The British ClubBangkok
….. a short history
The British Club Bangkok was founded on 23rd April, being Saint George’s Day, 1903 by a small group of British businessmen and diplomatic civil servants, in order to create a social club in the style enjoyed by their peers in the British Empire throughout Asia.
Siam, as Thailand was then known, was a very different place to now and Bangkok was far, far smaller, consisting only of Rattanakosin Island (where the Grand Palace is located) and a sway of development lining both sides of the Chao Phraya river such that places well known today like the Victory Monument, Khlong Toey and Don Muang were just distant rice fields, accessed only by narrow khlongs (canals). Khrung Thep (the abbreviation of the Thai name for Bangkok) had no bridges over the river; only two railway lines - one to Nakhon Ratchasima, and another to Paknam now called Samut Prakan both single track from a station close to present day Hua Lampong; two tram lines which ran from the Grand Palace to Thanon Tok near Bangkok Port and to Hua Lampong; very few actual roads; and no local banks!
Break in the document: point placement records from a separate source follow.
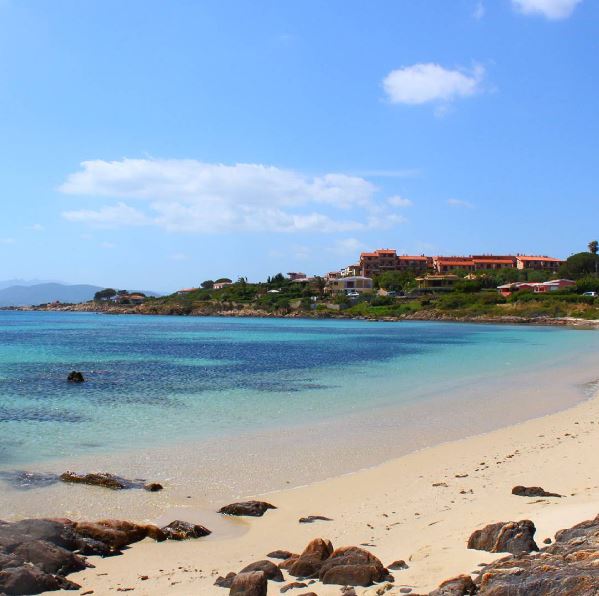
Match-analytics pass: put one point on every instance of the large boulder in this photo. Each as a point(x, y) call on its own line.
point(31, 580)
point(456, 586)
point(312, 558)
point(250, 508)
point(253, 583)
point(180, 530)
point(268, 567)
point(511, 537)
point(532, 491)
point(352, 566)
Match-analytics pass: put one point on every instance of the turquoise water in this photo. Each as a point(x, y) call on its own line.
point(159, 380)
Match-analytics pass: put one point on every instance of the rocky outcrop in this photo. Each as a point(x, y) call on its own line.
point(253, 583)
point(568, 566)
point(456, 586)
point(511, 537)
point(75, 377)
point(250, 508)
point(180, 530)
point(312, 558)
point(37, 554)
point(310, 519)
point(532, 491)
point(107, 480)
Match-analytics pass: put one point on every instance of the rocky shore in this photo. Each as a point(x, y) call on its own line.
point(177, 309)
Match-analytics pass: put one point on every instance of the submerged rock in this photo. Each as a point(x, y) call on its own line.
point(107, 480)
point(511, 537)
point(75, 377)
point(180, 530)
point(532, 491)
point(250, 508)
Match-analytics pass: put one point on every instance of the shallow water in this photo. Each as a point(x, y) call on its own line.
point(154, 381)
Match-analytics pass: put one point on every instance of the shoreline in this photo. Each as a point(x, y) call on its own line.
point(420, 507)
point(432, 316)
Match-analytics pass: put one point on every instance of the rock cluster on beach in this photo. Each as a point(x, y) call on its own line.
point(36, 555)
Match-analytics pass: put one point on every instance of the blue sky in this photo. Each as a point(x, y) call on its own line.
point(156, 144)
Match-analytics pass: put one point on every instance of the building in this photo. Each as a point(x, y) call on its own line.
point(449, 264)
point(222, 284)
point(293, 275)
point(436, 281)
point(346, 285)
point(539, 263)
point(536, 287)
point(487, 262)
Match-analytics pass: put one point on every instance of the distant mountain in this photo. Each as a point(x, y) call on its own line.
point(7, 283)
point(28, 295)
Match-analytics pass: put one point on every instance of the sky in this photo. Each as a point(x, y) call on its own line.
point(151, 144)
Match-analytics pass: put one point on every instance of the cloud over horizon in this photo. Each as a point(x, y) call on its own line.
point(550, 9)
point(185, 195)
point(430, 82)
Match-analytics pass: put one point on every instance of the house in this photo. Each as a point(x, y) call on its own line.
point(346, 285)
point(219, 285)
point(435, 281)
point(536, 287)
point(448, 264)
point(538, 263)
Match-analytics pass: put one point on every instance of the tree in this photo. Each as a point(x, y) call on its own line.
point(593, 248)
point(104, 294)
point(579, 265)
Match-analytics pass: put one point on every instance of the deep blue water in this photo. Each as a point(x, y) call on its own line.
point(166, 379)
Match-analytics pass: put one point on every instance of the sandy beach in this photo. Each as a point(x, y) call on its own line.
point(421, 507)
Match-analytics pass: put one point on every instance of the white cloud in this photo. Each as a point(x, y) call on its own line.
point(110, 216)
point(192, 196)
point(459, 203)
point(347, 246)
point(422, 83)
point(397, 201)
point(550, 9)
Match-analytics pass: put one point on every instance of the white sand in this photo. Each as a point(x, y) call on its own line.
point(395, 508)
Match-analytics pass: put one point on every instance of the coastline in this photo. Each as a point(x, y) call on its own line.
point(429, 315)
point(395, 509)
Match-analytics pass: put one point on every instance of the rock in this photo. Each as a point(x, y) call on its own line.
point(75, 377)
point(312, 518)
point(352, 566)
point(251, 508)
point(510, 537)
point(180, 530)
point(456, 586)
point(281, 554)
point(96, 479)
point(293, 585)
point(48, 557)
point(253, 583)
point(532, 491)
point(31, 580)
point(153, 487)
point(312, 558)
point(398, 565)
point(225, 582)
point(267, 567)
point(568, 566)
point(117, 533)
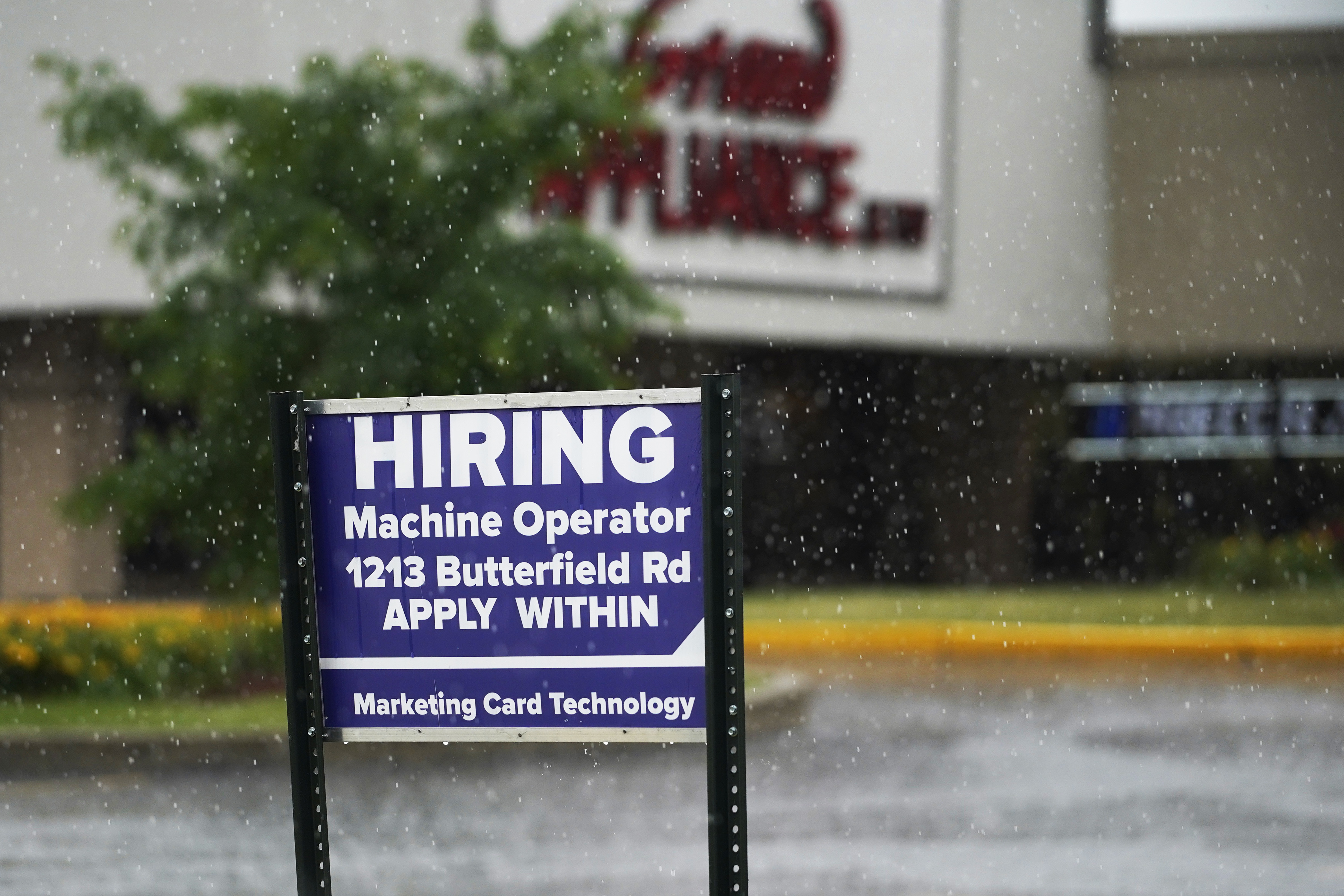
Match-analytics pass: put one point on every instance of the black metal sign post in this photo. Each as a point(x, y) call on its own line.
point(725, 692)
point(721, 414)
point(299, 616)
It did, however, boast two English language newspapers, the Bangkok Times and the Bangkok Daily Mail. The British Empire consulate was on the Chao Phraya river adjacent to the present Portuguese Embassy, and the Siamese currency of the day was the Tical and exchanged at the rate of 13 to £1 Sterling.
The founding fathers, as it was solely a male preserve, were drawn from the British Diplomatic Mission and various companies like The Borneo Company, Louis T. Leonowens, The Anglo-Thai Company and Tilleke & Gibbins, the last of which would play a significant role in the later years of Club history as well. IThe Club was initially set up as a debenture membership and was restricted only to the directors and senior managers of those companies, with other minions only allowed in as guests.
By July of 1903, sufficient funds had been raised to open a ‘clubhouse’. A small wooden house was chosen which was located on Suriwongse Road in the Bangrak amphoe (district) on the ‘edge’ of the city. This road was connected to New Road (Chareon Krung) being the major thoroughfare from the city down to the old Bangkok Port at Bangkholaem. The building had the Danish owned Siam Electricity Company’s Bangkok Lawn Tennis Club on its east side and had a small Khlong (canal) running along it’s west side leading down to Khlong Silom, waterways still being the main mode of transportation in those days.
Membership of The British Club Bangkok grew steadily and by 1908 it stood at around 100. Those members felt the existing premises were too small, thus it was decided to construct a purpose-built clubhouse on what was then the front lawn and the new building, our current clubhouse, was opened in 1910. The old house was demolished and created what is our present front lawn. Pictures of both buildings grace our Reception area.
In 1915 His Majesty King Vajiravudh (Rama VI) graciously donated the land on which the present clubhouse stands. During this decade, the Club continued to prosper and grow and in January 1919 the land area was doubled by the acquisition of the Bangkok Lawn Tennis Club that gave the Club seven tennis courts in front of the clubhouse lawn. This land area (8.75 Rai or 14,000m²) remains roughly the Club’s footprint to this day.
The Club’s growth over the next few decades was mirrored by Bangkok’s own growth as many new roads were built, khlongs were filled in, and the tramway was extended down the side of Khlong Silom outside the back gate of the Club. Khlong Toey was now a busy market area, as was Pratunam. Don Muang became an airfield in 1926 and Bangkok officially became a Changwat (province). Our land was also graced by the opening in 1922 of the Neilson-Hays Library a short distance from us along Suriwongse Road with whom we now share a common back gate. In 1926 the British Empire Embassy also took up new premises along Wireless Road.
The height of Club life was Saturday lunchtime, it being a half-day, when the directors of the various companies all took up their own seats in ‘The Bar’ and woe betide anyone who sat in their seats! A monthly Cinema Club was set up, but food was limited to sandwiches and biscuits as the Club was still without kitchens. The British Club Bangkok was the social hub of British interests in Siam for nearly forty years.
However, British interests in Siam and thus those of the Club were cut short in December 1941 when the Japanese invaded Siam and The British Club Bangkok ceased operation until 1946. The Club was turned into an Officer’s mess and those members who had been unable to escape were interned in one of a number of camps set up in and around Bangkok. Although British and US bombers did bomb Bangkok, there was no report of the Club ever being hit, however the departing Japanese Army in 1945 did excessive damage to the fabric of the property. The Club was lucky in one aspect; its two land deeds (chanotes) were mortgaged to the Hong Kong and Shanghai Bank and thus survived the war, enabling the Club to eventually claim back the property afterwards.